In the world of mutual funds, many investors consider any period exceeding five years as the benchmark for long-term commitment. On the other hand, retail investors engaged in direct equity trading may perceive anything beyond a year as a long-term horizon. Nonetheless, it is the most discerning of equity investors who recognize that the long term is essentially a shorthand way of expressing the idea of investing for as long a period as possible—potentially even forever.
The importance of long-term investing in achieving investment success is now widely acknowledged. Many investors attribute this significance primarily to the power of compounding, a well-established catalyst for wealth accumulation. However, what often goes unnoticed is that long-term investing is not just about compounding but also plays a pivotal role in managing risk and mitigating potential downsides.
In fact, the concept of long-term investing is intricately linked to effective risk management, and this risk mitigation aspect is equally vital in the pursuit of long-term wealth creation.
In the realm of investing, risk takes various forms and sizes, but for the purpose of this discussion, we’re focusing on volatility as a representation of total risk to an investment. The ability to comprehend and effectively manage volatility is a crucial factor in achieving investment success. Volatility, in essence, is not an adversary but a valuable ally.
Volatility represents the non-linear fluctuations in returns that have the potential to generate significant gains for investors. Yet, it’s essential to recognize that this same volatility can also trigger impulsive actions that lead to unwarranted investment decisions. This propensity to act in response to volatility often results in investors prioritizing short-term loss avoidance at the expense of long-term wealth creation.
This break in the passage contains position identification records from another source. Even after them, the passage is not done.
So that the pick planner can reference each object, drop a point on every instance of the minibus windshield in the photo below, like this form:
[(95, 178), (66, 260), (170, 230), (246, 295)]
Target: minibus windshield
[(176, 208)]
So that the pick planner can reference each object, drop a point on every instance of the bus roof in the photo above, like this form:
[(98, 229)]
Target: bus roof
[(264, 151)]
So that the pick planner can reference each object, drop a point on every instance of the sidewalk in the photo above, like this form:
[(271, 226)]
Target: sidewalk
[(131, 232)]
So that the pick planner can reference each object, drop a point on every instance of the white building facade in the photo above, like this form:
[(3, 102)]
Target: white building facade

To illustrate this perspective, we’ve prepared a table (see graphic). In this analysis, Fisdom Research conducted a backtest to examine the returns that investors would have achieved by investing in the Nifty 50 index at various points in time and holding their investments for different time periods. This study encompasses all instances since the inception date of the index.
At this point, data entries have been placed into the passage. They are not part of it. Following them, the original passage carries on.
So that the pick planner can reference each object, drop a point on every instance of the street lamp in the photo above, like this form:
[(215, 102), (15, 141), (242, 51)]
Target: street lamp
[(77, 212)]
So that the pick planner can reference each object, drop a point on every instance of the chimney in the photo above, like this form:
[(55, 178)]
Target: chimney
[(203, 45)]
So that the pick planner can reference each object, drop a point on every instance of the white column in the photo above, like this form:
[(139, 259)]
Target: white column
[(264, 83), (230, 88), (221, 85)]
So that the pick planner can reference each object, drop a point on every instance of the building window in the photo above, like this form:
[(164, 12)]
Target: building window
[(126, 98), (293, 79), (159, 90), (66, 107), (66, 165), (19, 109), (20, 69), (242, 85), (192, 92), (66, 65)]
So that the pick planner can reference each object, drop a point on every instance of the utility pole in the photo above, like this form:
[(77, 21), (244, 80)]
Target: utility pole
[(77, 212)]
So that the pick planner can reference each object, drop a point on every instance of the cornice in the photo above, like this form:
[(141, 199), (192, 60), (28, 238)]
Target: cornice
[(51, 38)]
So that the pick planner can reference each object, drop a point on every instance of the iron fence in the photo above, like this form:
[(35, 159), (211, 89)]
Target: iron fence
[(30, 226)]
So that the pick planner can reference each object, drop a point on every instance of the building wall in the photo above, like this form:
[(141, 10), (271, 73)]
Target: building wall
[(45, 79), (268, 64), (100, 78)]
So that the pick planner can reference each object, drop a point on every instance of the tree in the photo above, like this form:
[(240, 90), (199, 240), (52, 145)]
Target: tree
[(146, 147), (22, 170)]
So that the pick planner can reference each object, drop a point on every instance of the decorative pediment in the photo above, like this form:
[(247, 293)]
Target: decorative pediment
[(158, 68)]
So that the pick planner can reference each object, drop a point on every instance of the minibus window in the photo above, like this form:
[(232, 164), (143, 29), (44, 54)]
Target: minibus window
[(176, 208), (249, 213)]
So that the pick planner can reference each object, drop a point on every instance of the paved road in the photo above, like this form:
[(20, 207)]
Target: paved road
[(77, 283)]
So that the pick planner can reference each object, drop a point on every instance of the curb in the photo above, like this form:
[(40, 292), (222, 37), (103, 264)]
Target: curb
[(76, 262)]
The above illustration clearly demonstrates a significant trend: as an investor’s holding period extends from 1 year to a longer tenure of 10 years, the likelihood of exiting with a profit approaches nearly one hundred percent. Furthermore, when examining instances where investors do incur losses, it becomes evident that the magnitude of those losses decreases as the investment horizon extends.
Standard deviation here serves as a measure of volatility. Consequently, as the investment horizon lengthens, the degree of volatility diminishes. A straightforward way to visualize this concept is to compare the Nifty 50 chart for a specific day with the same day on a longer chart, such as a 5-year chart. Doing so will reveal that while the daily chart may appear highly volatile, on the 5-year chart, the same day is a mere blip on a considerably smoother, less volatile curve.
While patience is often cited as the key virtue needed to navigate through periods of volatility, it’s actually conviction that defines resilience through volatile times.
Volatility serves as a litmus test for one’s conviction in their investment strategy. Once conviction is established, it becomes far easier to maintain the patience required to see investments through turbulence. Patience is a behavioural trait while conviction is intellectual one. Patience, when not supported by conviction, could lead to inaction and consequently ineffective investment management. However, conviction can be tested from an objective standpoint, periodically.